Des fans et des fanatiques
Comme beaucoup d'enfants, notre fils préfère aller aux toilettes pendant le dîner. L'autre jour, il était assis là depuis un moment quand il a soudain entonné une chanson. Avec un couplet et un refrain. Ma femme et moi nous sommes regardés. Pour la première fois depuis longtemps, nous pensions à la même chose : cours de musique. Des soirées de conférences. Des arias dans des salles de concert. Ainsi, le fait que je lui ai fait écouter très tôt ma musique préférée et que j'ai ignoré la remarque selon laquelle son chat en peluche n'aimait pas Schubert s'avère payant.
Cependant, notre fils ne chante que dans les toilettes. Si nous voulons impressionner d'autres personnes avec son talent, nous devons les inviter à dîner. C'est le malheur de nombreux parents : le talent extraordinaire de leurs enfants se manifeste souvent de manière si subtile qu'ils sont les seuls à pouvoir le remarquer.
«Il a une grande intelligence émotionnelle», me racontait récemment une mère dans une aire de jeux à propos de son fils, que j'avais observé auparavant en train de donner des coups de pied aux fesses de deux autres enfants.
L'éducation est toujours une projection. Et lorsqu'il s'agit des capacités de nos enfants, la loupe est souvent particulièrement grande. S'il fait un papier découpé, il est au début d'une carrière artistique. S'il coupe une carotte, nous voyons déjà le cuisinier gastronome. Et s'il se contente de s'asseoir et de se curer le nez, nous y voyons l'essence du philosophe.
Souvent, nous voyons dans les talents de nos enfants le reflet de nos propres rêves et l'espoir qu'ils ne connaîtront pas les mêmes déceptions.
Tous les parents devraient être fans de leurs enfants - sans pour autant devenir des fanatiques. «Est-ce que je suis en train de vivre mes propres aspirations refoulées ?», devrait-on par exemple se demander lorsqu'on s'apprête à acheter un saxophone à son enfant pour son cinquième anniversaire.
Souvent, nous voyons dans les talents de nos enfants le simple reflet de nos propres rêves et l'espoir qu'ils ne connaîtront pas les mêmes déceptions. Mais les rêves ne peuvent pas être généralisés. Chacun a des désirs différents. Chacun vit ses propres réussites et ses propres déceptions.
L'ethos du temps
Ma mère aimait autrefois me raconter son enfance avec un pathos passionné. Toutes ces histoires avaient en commun le fait que le talent y apparaissait toujours comme un fardeau. «Ne pas se faire remarquer» était l'éthique de l'époque. «Sois comme tout le monde».

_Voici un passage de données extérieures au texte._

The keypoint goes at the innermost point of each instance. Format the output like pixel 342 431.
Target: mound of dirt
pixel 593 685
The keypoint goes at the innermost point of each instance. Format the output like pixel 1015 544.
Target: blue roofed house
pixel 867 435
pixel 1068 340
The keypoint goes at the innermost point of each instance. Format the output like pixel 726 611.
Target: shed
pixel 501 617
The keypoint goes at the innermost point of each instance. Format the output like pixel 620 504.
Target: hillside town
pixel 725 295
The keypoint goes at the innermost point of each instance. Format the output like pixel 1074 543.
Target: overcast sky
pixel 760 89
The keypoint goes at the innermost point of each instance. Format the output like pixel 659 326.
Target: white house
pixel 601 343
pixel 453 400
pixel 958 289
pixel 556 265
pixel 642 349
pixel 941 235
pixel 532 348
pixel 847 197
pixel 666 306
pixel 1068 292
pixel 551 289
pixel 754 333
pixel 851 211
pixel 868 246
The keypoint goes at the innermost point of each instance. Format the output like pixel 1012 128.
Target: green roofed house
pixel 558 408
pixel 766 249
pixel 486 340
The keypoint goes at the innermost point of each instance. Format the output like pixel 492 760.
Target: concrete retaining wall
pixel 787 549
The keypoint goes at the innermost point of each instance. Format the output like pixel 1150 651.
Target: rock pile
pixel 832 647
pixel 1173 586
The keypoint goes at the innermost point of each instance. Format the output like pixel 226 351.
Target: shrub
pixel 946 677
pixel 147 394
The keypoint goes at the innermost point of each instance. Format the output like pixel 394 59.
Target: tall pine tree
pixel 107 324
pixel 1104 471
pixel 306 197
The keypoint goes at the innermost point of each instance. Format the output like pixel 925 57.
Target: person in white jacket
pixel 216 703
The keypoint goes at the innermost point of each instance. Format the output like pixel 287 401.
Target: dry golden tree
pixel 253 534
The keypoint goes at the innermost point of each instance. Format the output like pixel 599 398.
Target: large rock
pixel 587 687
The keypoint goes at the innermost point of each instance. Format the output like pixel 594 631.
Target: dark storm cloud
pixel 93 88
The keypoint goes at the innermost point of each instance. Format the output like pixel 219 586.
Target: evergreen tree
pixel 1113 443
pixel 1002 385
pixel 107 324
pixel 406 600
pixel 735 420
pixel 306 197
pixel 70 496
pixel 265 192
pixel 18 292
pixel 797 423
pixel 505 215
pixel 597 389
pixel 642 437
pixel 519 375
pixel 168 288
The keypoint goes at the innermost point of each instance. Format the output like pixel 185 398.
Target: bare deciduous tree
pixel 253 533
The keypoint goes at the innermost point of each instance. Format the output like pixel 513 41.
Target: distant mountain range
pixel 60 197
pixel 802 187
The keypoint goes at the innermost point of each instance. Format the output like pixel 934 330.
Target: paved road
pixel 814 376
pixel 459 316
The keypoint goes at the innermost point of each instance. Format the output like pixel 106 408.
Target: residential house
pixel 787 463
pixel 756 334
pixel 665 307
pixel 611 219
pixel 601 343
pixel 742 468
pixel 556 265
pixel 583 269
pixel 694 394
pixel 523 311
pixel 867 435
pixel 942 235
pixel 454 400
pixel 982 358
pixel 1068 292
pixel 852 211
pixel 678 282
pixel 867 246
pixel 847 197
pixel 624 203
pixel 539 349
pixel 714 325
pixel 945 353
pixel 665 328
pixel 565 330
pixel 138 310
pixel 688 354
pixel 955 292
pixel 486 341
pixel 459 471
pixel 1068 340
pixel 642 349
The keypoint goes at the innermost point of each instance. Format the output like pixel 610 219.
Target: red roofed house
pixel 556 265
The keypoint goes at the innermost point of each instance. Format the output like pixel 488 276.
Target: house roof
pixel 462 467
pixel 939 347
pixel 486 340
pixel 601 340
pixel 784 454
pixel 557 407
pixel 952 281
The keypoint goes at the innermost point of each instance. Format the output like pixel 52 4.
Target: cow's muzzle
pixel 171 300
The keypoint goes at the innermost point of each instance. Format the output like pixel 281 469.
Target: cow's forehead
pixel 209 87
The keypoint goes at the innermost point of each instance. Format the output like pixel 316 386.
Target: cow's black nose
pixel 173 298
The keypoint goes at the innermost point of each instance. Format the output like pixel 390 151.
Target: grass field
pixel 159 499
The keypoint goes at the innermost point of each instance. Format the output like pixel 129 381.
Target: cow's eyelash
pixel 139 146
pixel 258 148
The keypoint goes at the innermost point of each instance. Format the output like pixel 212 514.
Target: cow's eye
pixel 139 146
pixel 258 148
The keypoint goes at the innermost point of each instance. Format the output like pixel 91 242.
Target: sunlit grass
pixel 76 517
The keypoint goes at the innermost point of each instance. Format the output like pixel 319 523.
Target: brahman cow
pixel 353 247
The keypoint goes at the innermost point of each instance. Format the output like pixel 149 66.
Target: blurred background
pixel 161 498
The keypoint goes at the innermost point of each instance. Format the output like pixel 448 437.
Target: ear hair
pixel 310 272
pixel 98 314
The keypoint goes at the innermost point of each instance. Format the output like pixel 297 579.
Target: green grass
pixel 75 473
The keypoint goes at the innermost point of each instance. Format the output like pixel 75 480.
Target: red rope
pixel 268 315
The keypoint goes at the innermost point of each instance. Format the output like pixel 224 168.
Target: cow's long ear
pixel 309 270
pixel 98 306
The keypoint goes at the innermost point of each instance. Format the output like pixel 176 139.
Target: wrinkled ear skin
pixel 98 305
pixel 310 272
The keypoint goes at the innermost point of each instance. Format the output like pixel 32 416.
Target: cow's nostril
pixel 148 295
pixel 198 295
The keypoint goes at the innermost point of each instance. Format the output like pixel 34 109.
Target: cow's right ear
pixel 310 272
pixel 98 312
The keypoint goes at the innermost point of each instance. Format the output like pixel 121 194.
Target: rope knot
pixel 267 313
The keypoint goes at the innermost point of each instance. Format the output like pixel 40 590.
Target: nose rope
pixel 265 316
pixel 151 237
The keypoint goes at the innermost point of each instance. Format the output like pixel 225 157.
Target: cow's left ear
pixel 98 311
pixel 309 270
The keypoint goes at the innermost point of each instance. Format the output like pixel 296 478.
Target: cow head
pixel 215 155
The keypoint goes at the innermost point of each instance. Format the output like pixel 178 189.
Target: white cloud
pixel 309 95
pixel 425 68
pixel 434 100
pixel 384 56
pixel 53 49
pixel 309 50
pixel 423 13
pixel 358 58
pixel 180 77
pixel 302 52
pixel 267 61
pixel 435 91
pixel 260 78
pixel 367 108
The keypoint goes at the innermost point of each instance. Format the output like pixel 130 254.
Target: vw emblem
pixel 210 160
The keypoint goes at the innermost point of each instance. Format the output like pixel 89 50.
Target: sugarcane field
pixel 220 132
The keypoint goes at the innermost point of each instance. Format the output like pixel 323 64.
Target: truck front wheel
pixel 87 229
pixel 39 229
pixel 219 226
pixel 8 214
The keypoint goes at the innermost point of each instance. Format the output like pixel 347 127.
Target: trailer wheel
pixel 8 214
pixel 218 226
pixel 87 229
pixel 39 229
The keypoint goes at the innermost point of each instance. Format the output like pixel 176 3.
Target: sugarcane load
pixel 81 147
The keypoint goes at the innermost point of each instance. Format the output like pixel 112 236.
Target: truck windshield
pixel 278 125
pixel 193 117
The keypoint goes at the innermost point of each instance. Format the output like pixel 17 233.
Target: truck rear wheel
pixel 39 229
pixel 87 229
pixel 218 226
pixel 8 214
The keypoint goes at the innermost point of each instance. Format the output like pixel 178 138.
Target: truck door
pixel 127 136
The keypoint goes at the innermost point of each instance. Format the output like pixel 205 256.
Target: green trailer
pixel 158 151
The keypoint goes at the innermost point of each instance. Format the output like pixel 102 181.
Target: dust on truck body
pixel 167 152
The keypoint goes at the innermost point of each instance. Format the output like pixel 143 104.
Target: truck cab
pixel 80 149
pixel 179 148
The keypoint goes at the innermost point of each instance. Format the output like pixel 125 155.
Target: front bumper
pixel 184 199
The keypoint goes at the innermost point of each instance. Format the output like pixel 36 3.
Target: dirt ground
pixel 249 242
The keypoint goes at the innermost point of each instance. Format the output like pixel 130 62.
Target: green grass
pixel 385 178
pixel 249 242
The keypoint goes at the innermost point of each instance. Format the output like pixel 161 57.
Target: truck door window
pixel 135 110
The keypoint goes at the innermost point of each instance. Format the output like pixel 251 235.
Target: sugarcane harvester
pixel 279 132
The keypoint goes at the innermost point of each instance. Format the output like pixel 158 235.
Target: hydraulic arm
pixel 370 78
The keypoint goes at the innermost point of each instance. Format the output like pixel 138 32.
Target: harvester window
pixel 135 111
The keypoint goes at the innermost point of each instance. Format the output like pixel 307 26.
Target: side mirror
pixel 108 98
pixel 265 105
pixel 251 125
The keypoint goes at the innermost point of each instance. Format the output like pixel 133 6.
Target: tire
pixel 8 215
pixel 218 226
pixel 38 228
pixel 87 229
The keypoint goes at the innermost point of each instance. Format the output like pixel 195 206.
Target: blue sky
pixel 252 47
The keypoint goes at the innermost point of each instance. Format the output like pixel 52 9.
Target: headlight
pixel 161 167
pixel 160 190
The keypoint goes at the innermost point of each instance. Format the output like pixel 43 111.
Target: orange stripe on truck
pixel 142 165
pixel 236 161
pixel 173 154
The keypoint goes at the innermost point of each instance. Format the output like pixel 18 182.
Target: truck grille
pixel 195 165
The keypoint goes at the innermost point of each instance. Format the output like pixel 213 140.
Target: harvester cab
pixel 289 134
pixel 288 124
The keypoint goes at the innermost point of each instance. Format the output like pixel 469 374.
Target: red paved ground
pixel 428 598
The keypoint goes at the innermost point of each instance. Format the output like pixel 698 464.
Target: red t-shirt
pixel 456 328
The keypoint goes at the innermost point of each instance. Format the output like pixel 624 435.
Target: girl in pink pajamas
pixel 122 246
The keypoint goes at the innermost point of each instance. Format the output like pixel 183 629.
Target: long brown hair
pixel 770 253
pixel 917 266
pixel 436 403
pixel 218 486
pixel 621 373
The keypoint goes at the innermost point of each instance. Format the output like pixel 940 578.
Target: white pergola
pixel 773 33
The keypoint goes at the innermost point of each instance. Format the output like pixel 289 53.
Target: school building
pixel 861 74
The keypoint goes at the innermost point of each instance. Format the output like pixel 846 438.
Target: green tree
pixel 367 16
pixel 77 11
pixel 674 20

Aujourd'hui, la pression de l'individualisation est si forte dans notre société qu'on ne peut pas commencer assez tôt à se trouver un rôle. «Se distinguer» est le mot d'ordre du moment. Et ensuite, sois cette autre chose jusqu'à ce que tu puisses en faire un modèle commercial dans les médias sociaux.
Les enfants se distinguent justement par le fait qu'ils ne sont encore personne. Leur plus grand talent est la curiosité. Mais cela implique aussi qu'à un moment donné, ils jouent passionnément avec la boîte de physique (et nous étudions déjà les conditions d'inscription au Cern avec un regard fébrile), mais que les deux années suivantes, ils ne la regardent plus.
Si nous devons vraiment encourager quelque chose en tant que parents, c'est bien cette ouverture d'esprit. Les enfants ont encore suffisamment de temps dans leur vie pour être quelqu'un. Laissons-les d'abord être rien d'autre qu'un enfant.
L'autre jour, nous avons quand même invité quelques amis à une soirée concert. Avec les chaises, nous nous sommes rassemblés devant les toilettes. Il y avait de la piccata milanese et le célèbre aria «I Like to Move It, Move It».